GAO No Help on TBTF: So are certain banks "too big to fail"? The release of the Government Accountability Office's report on Thursday did little to answer that question, with both sides claiming victory, as an American Banker article noted Thursday. The Financial Times quoted Paul Saltzman of the Clearing House (the group representing JPMorgan Chase, Citi and other big Wall Street firms) saying, too big to fail "perceptions have substantially diminished." The New York Times quoted Mary Miller, under secretary of the U.S. Treasury, who said the report shows "what should now be evident — Dodd-Frank ended 'too big to fail' as a matter of law." The Times article gave equal time to the opposite view, with Independent Community Bankers of America CEO Camden Fine saying, "the bottom line is that there is a subsidy today and there had been a subsidy before the crisis and the subsidy increased during the crisis." Financial Services Forum president Rob Nichols weighed in that big banks' advantage has not only "disappeared or gone away, potentially it's been reversed," the Wall Street Journal reported. Heard on the Street points out that, if big banks' subsidy has gotten smaller, it's because the price of risk has gotten smaller, as the spread between junk bonds and Treasuries currently hovers at all-time lows.
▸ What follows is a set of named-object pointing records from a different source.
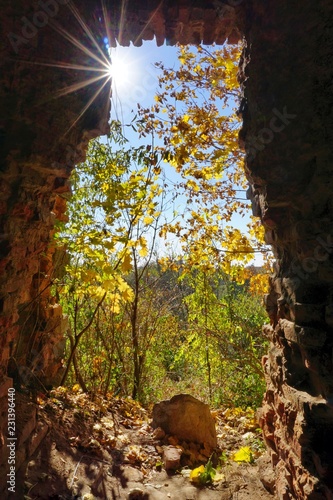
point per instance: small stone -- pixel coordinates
(135, 494)
(158, 433)
(171, 458)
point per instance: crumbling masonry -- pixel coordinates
(286, 74)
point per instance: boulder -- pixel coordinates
(186, 418)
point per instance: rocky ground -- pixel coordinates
(106, 449)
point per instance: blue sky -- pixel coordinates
(139, 83)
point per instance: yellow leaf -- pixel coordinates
(243, 455)
(196, 473)
(108, 285)
(143, 251)
(148, 219)
(127, 263)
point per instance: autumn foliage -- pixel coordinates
(158, 288)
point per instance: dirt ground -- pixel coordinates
(105, 449)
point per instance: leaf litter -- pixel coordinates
(100, 448)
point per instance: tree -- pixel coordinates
(116, 202)
(195, 118)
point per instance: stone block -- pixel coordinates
(186, 418)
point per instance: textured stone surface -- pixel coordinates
(186, 418)
(287, 135)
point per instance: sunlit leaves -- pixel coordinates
(195, 116)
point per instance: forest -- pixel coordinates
(155, 273)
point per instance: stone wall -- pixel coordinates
(286, 75)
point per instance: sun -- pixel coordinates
(119, 71)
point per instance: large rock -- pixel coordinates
(187, 418)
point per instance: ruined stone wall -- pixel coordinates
(287, 73)
(44, 132)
Paying for Overdraft Protection: Consumers who opted in to overdraft protection programs seem to be paying more in fees. That's clearly not what the law intended, so the Consumer Financial Protection Bureau has decided it must take a closer look, the Times and Washington Post report, echoing a lengthier, more detailed article in American Banker. The CFPB didn't say it was planning to propose new rules, but just that the agency is going to study the issue further.

Wall Street Journal

A loose coalition of regional banks has been actively lobbying Congress to remove the $50 billion asset mark that designates which banks are SIFIs. Their efforts seem to be working, the Journal reports. The paper quotes several lawmakers and policymakers who are coming around to the idea that only the biggest Wall Street banks (JPMorgan Chase, Goldman Sachs, Citi and Morgan Stanley) are truly systemically important financial institutions. "Practically all the regional banks are basically just big community banks that don't play in the risky world" of the biggest Wall Street banks, Rep. Blaine Luetkemeyer, R-Mo., said. "Why should they be penalized?" The paper even offers a helpful chart showing that if you add up the assets of the 10 largest regional banks, they still don't match the total asset holdings of JPMorgan.
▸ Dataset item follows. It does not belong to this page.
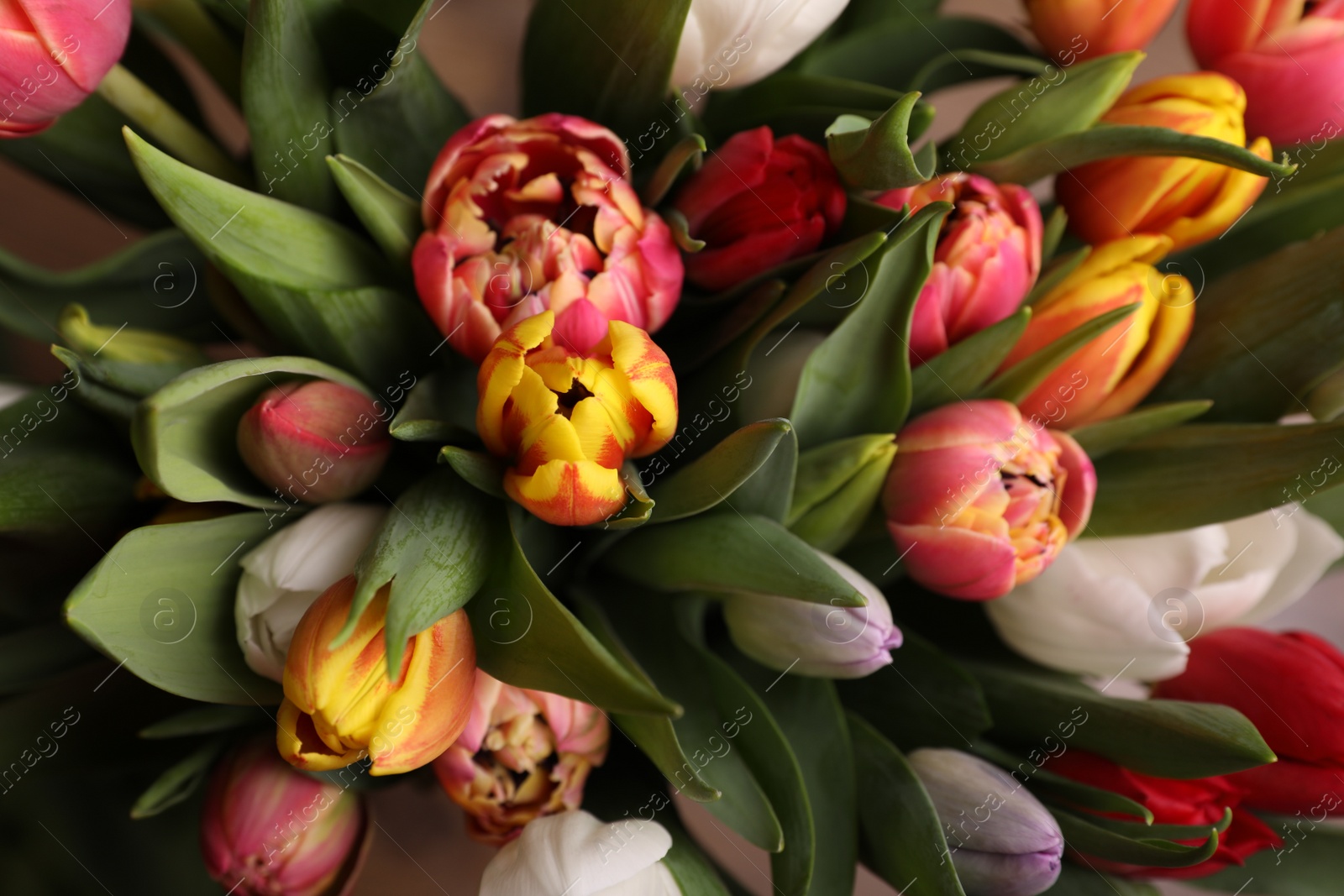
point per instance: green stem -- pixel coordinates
(165, 125)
Here we go again? Some of the asset managers who made boatloads of money by betting the U.S. was sitting on a housing bubble appear to be leaning in that direction again. Before the financial crisis, these managers bet against mortgage-backed securities. Now they're betting against several different categories, including European sovereign debt and U.S. junk bonds. Here's one nugget to calm your nerves, however. John Paulson, who made $15 billion by shorting the subprime mortgage market, is said to be bullish on bank loans and mortgage-backed securities.

New York Times

Federal authorities have growing concerns about fraudsters' use of Green Dot's MoneyPak prepaid card, the Times reports. The criminal activity seems to fall into two different buckets. In one, criminals are posing as debt collectors, bail bondsmen, government officials or salespeople. The other includes drug and weapons dealers who are using MoneyPak as their financial conduits. Green Dot has said that it plans to retire its MoneyPak product and replace it with a new electronic cash-transfer system. Still, consumer advocates are worried the criminals will just move to a similar product, like InComm's Vanilla Reload card.